Revision im KZ-Prozess vor dem BGH: Das Sekre­ta­riat zur Vor­hölle

von Roman Fiedler

01.08.2024

Kann die Schreibtischtätigkeit einer Sekretärin in einem Konzentrationslager Beihilfe zum tausendfachen Mord sein? Am 20. August entscheidet darüber der 5. Strafsenat des BGH. Roman Fiedler war bei der Verhandlung in Leipzig dabei.

Beihilfe zum heimtückischen und grausamen Mord in 10.505 Fällen sowie zum versuchten Mord in weiteren fünf Fällen: Hierfür wurde Irmgard F. im Dezember 2022 vom Landgericht (LG) Itzehohe zu einer Freiheitsstrafe von zwei Jahren zur Bewährung verurteilt. Die mittlerweile 99-Jährige arbeitete ab 1943 als Zivilangestellte in der Kommandantur des Konzentrationslagers Stutthof bei Danzig. Dort war sie die erste Stenotypistin des Kommandanten – also so etwas wie die Chefsekretärin des Lagers.  

Der Generalbundesanwalt (GBA) hatte beantragt, über die eingelegte Revision der Angeklagten in einer Hauptverhandlung zu entscheiden, da grundsätzliche Fragen zur Strafbarkeit wegen Beihilfe zum Mord in Konzentrationslagern aufgeworfen seien. Nach Ansicht des Verteidigers Rechtsanwalt Wolf Molkentin jedenfalls lasse sich der Fall nicht "bruchlos in die jüngere Rechtsprechung zu NS-Beihilfetaten einordnen". 

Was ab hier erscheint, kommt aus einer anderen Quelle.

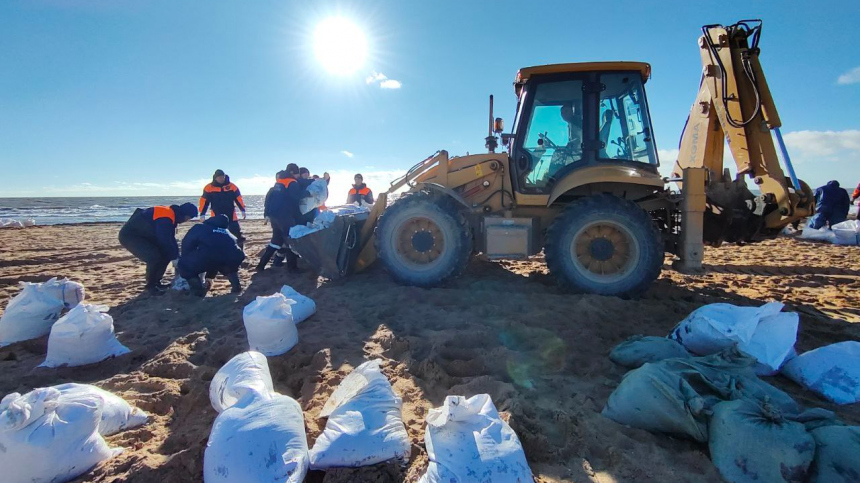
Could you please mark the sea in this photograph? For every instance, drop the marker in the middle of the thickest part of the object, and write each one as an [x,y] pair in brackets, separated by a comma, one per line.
[58,211]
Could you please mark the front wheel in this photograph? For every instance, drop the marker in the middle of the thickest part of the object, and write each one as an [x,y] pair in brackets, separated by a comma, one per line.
[605,245]
[422,240]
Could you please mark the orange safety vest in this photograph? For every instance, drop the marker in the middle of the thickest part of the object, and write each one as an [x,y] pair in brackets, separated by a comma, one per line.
[286,182]
[163,212]
[363,191]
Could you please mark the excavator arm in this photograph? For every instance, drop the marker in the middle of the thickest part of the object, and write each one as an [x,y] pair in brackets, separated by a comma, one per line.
[734,106]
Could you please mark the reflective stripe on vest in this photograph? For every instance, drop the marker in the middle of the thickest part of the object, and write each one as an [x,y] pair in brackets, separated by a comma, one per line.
[159,212]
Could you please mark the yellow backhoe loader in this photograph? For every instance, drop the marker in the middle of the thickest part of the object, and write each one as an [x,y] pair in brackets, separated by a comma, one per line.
[578,179]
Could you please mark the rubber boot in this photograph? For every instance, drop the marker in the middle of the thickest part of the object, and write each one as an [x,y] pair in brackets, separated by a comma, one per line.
[264,260]
[235,284]
[196,287]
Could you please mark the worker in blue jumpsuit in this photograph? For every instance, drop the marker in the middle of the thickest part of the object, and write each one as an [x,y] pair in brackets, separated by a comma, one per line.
[211,248]
[831,205]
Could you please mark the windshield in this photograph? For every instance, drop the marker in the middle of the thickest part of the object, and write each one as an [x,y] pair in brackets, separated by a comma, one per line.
[625,130]
[554,136]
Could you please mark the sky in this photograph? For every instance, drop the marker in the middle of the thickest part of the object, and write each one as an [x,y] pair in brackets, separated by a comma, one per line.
[141,98]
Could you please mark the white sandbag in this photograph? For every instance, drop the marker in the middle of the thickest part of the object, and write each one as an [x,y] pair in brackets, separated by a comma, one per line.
[772,342]
[832,371]
[116,414]
[243,377]
[820,234]
[715,327]
[364,424]
[29,315]
[301,307]
[270,326]
[264,441]
[846,233]
[467,441]
[48,440]
[68,292]
[318,193]
[83,336]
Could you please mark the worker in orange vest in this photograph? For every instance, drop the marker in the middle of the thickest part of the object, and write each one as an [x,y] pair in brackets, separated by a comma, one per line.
[359,193]
[150,235]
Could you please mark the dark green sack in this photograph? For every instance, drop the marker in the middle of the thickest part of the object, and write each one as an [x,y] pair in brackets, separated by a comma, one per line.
[837,455]
[752,442]
[675,396]
[638,350]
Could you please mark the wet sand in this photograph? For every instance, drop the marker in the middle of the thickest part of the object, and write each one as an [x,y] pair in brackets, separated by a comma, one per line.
[504,328]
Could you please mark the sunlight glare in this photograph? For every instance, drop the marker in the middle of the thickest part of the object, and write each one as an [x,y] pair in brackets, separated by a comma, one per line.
[340,45]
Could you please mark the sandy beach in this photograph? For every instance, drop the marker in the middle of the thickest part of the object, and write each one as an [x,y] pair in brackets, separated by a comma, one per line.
[503,328]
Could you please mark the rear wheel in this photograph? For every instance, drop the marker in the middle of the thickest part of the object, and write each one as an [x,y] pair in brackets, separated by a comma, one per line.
[605,245]
[422,240]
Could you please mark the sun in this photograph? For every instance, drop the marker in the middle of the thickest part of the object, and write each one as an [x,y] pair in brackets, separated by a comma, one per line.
[340,45]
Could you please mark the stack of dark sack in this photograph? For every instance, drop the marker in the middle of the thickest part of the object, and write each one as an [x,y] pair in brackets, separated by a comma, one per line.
[754,431]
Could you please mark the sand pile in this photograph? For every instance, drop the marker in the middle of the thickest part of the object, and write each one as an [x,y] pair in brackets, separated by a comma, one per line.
[502,329]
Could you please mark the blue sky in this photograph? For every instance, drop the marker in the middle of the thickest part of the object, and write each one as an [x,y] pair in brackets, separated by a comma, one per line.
[122,97]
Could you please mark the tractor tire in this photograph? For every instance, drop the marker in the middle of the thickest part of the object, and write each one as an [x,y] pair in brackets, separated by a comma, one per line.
[604,245]
[422,240]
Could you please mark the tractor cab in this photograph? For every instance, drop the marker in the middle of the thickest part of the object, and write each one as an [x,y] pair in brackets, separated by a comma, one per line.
[572,116]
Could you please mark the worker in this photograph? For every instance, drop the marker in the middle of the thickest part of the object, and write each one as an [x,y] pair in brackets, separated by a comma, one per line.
[210,248]
[224,197]
[831,205]
[359,193]
[150,235]
[281,209]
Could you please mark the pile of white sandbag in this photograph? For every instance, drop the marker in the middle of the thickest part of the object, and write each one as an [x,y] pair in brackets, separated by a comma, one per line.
[325,218]
[467,440]
[31,313]
[269,324]
[364,424]
[259,435]
[845,233]
[765,333]
[12,223]
[55,434]
[83,336]
[318,194]
[270,321]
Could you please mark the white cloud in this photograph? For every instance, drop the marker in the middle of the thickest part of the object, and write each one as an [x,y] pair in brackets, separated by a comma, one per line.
[390,84]
[383,80]
[375,77]
[850,77]
[812,145]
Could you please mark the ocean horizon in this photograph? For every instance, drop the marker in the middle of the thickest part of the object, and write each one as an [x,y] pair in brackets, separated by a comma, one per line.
[98,209]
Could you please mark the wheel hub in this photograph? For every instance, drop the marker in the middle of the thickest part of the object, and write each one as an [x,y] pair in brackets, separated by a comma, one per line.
[421,240]
[604,250]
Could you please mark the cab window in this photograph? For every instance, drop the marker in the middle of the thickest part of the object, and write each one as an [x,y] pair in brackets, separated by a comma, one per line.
[624,127]
[554,136]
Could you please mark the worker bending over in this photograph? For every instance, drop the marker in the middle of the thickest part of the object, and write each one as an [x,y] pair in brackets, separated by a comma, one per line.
[831,205]
[150,235]
[210,248]
[282,211]
[359,193]
[224,197]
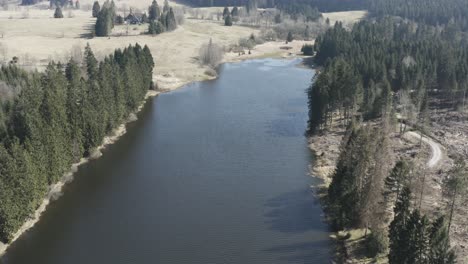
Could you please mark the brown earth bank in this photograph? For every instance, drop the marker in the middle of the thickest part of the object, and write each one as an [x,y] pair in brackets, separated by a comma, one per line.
[449,130]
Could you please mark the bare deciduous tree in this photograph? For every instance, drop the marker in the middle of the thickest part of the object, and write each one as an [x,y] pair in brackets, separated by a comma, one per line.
[211,54]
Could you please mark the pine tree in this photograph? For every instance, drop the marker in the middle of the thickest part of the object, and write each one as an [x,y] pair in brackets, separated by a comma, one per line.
[154,11]
[96,9]
[58,12]
[289,38]
[171,23]
[166,6]
[235,11]
[225,12]
[398,178]
[397,230]
[228,21]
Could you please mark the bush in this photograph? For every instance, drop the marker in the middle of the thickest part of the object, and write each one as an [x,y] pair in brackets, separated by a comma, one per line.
[307,50]
[377,243]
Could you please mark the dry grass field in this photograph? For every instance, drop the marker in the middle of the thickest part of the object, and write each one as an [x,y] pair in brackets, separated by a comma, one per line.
[35,37]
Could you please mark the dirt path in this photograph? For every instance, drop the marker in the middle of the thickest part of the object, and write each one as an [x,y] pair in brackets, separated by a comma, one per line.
[436,150]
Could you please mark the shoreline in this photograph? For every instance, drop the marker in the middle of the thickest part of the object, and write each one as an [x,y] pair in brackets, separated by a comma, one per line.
[55,190]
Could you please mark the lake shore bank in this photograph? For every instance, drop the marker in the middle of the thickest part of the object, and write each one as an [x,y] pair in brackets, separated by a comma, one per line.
[55,190]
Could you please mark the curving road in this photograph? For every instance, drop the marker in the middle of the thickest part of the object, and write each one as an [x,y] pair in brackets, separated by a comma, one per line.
[436,150]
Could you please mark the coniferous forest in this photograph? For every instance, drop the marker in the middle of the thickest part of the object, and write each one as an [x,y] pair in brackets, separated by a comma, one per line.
[55,118]
[413,47]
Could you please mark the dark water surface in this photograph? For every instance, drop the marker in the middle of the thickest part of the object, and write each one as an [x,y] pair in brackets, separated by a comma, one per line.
[213,173]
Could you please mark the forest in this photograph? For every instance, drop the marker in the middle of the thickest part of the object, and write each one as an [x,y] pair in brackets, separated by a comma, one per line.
[322,5]
[416,50]
[51,119]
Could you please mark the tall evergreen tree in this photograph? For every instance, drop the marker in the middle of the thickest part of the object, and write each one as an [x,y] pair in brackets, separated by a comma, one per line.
[171,23]
[228,20]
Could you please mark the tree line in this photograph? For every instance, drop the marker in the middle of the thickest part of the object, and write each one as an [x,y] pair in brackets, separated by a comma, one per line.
[57,117]
[161,20]
[365,66]
[403,55]
[105,18]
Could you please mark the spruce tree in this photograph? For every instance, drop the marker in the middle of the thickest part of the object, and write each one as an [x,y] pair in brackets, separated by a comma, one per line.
[235,11]
[171,23]
[440,251]
[58,12]
[154,11]
[225,12]
[289,38]
[96,9]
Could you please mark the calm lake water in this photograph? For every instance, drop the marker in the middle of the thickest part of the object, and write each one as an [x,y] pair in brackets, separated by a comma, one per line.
[213,173]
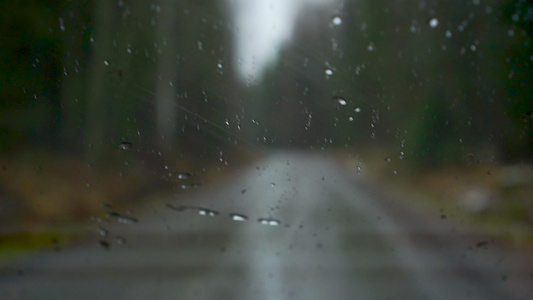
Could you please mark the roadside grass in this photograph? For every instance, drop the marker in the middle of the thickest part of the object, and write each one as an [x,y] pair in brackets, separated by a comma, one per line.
[40,191]
[495,197]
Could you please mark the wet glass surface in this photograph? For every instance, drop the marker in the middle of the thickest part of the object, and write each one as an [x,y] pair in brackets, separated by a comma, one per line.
[311,149]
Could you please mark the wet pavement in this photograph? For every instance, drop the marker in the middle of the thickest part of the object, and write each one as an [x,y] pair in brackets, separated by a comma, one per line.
[291,226]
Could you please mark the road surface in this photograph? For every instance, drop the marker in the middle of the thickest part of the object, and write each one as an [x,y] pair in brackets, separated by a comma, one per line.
[293,225]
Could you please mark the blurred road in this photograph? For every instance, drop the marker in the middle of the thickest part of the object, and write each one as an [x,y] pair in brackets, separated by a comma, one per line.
[336,239]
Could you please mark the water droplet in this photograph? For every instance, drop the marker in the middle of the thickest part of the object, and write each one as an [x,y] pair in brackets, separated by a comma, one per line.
[120,240]
[340,100]
[125,146]
[207,212]
[104,244]
[433,22]
[121,218]
[238,217]
[181,176]
[270,222]
[190,186]
[337,20]
[102,231]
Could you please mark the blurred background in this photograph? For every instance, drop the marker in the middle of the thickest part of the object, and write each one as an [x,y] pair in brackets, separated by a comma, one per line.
[110,101]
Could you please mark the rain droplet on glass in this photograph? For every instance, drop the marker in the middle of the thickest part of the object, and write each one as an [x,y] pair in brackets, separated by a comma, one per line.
[125,146]
[433,22]
[337,20]
[207,212]
[269,222]
[238,217]
[340,100]
[121,218]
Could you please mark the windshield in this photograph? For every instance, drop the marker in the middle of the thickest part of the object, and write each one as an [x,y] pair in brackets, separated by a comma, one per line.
[238,149]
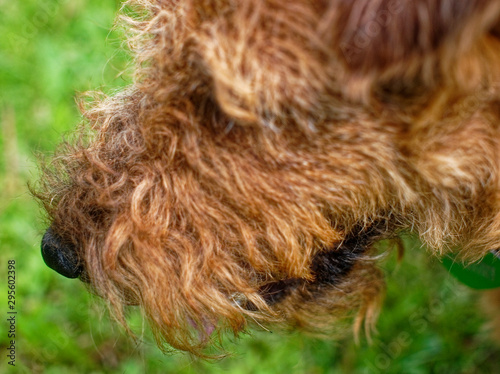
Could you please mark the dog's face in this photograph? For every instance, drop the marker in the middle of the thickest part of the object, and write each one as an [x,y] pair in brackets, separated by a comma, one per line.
[266,146]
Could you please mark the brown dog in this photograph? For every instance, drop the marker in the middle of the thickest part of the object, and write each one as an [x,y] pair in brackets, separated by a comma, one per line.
[263,149]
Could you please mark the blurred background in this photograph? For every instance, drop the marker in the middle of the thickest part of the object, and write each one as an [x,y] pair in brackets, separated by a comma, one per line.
[51,50]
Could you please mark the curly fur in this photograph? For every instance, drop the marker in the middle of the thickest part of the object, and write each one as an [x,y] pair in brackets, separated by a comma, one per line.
[263,139]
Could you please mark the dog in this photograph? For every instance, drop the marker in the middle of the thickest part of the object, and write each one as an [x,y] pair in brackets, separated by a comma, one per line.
[262,151]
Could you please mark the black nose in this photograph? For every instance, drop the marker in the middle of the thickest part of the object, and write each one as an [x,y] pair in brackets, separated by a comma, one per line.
[60,256]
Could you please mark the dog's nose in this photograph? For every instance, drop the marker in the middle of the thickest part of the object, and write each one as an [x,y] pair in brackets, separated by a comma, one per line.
[60,256]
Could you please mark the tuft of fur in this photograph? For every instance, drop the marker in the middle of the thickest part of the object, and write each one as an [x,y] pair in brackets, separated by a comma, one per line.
[259,136]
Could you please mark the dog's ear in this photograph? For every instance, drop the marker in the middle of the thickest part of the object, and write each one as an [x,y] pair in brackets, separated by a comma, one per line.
[391,35]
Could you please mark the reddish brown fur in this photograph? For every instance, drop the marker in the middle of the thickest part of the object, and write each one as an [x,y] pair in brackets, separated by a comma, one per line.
[257,134]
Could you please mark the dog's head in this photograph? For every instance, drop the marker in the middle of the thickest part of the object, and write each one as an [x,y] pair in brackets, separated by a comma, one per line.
[263,149]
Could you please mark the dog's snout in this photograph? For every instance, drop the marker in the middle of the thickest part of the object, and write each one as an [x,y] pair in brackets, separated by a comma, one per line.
[60,256]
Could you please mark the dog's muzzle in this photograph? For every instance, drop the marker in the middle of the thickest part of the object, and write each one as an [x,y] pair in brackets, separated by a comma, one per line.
[60,256]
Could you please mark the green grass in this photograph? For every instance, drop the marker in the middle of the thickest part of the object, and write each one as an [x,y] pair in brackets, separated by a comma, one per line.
[49,51]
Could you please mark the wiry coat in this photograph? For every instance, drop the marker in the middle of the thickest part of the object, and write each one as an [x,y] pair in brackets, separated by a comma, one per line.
[265,145]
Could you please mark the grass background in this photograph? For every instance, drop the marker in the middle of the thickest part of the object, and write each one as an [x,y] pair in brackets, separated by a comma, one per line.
[49,51]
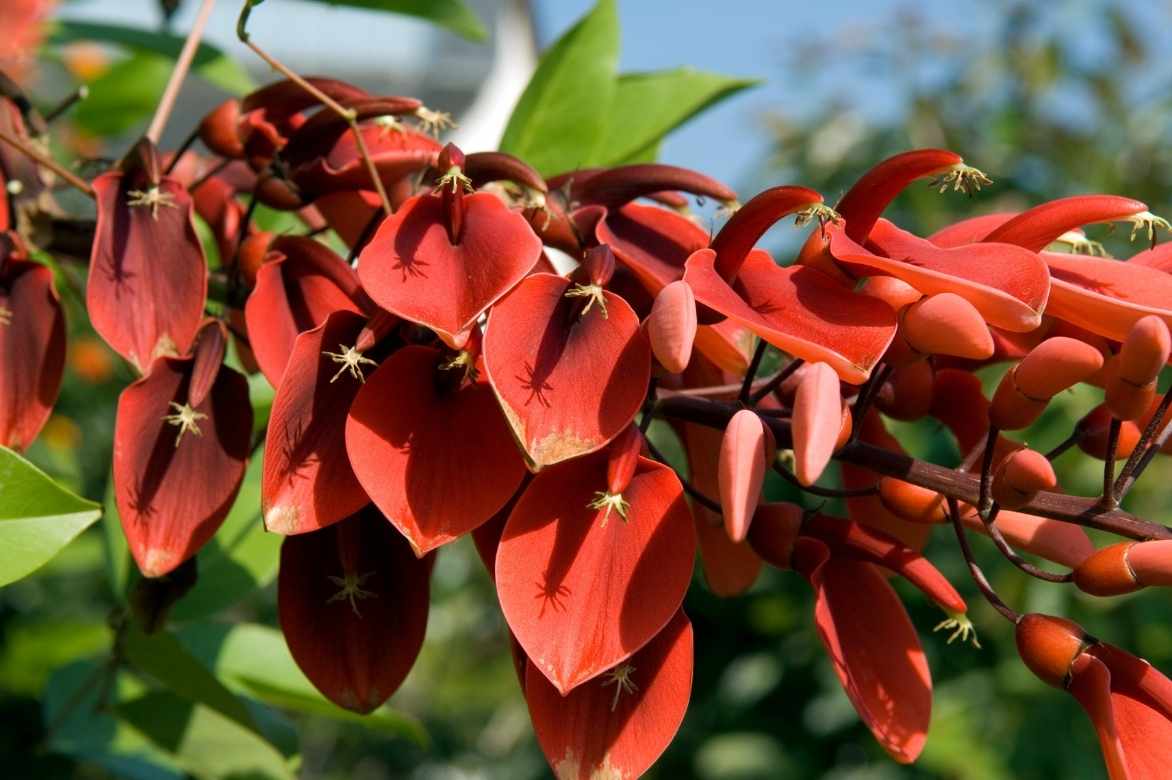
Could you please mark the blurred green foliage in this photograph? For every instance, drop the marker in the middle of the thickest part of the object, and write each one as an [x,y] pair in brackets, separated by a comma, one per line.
[218,696]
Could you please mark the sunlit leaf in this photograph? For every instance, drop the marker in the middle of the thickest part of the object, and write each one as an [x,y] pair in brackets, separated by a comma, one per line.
[38,517]
[561,116]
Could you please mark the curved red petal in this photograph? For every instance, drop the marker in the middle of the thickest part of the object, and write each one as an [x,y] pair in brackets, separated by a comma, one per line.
[1008,285]
[567,383]
[294,294]
[410,267]
[168,513]
[32,350]
[583,589]
[617,726]
[353,606]
[436,464]
[148,278]
[876,654]
[307,480]
[798,309]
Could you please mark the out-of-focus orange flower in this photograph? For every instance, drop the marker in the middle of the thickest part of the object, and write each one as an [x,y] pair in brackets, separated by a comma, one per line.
[90,360]
[22,22]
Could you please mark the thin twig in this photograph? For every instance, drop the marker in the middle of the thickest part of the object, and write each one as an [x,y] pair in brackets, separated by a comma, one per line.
[322,97]
[979,577]
[182,66]
[41,158]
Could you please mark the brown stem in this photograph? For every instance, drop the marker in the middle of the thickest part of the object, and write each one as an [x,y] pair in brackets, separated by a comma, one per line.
[954,484]
[41,158]
[182,66]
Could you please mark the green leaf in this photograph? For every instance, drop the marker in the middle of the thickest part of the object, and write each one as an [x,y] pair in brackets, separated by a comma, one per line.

Im Prozess gegen John Demjanjuk im Jahr 2011 wurde zum ersten Mal die Frage der Strafbarkeit eines Wachmanns in einem Lager wegen Beihilfe zum Mord bejaht, ohne dass der Beweis eines konkreten Tatbeitrags erbracht werden konnte. Der Angeklagte wurde in seiner Funktion als Wachmann schlicht als "Teil der Mordmaschinerie" gesehen. Diese neue Linie führte der Bundesgerichtshof (BGH) 2016 im Urteil gegen Oskar Gröning – den "Buchhalter von Auschwitz" – fort. Gröning hatte nach der Selektion eintreffender Juden das ihnen entwendete Geld und Gepäck verwaltet. 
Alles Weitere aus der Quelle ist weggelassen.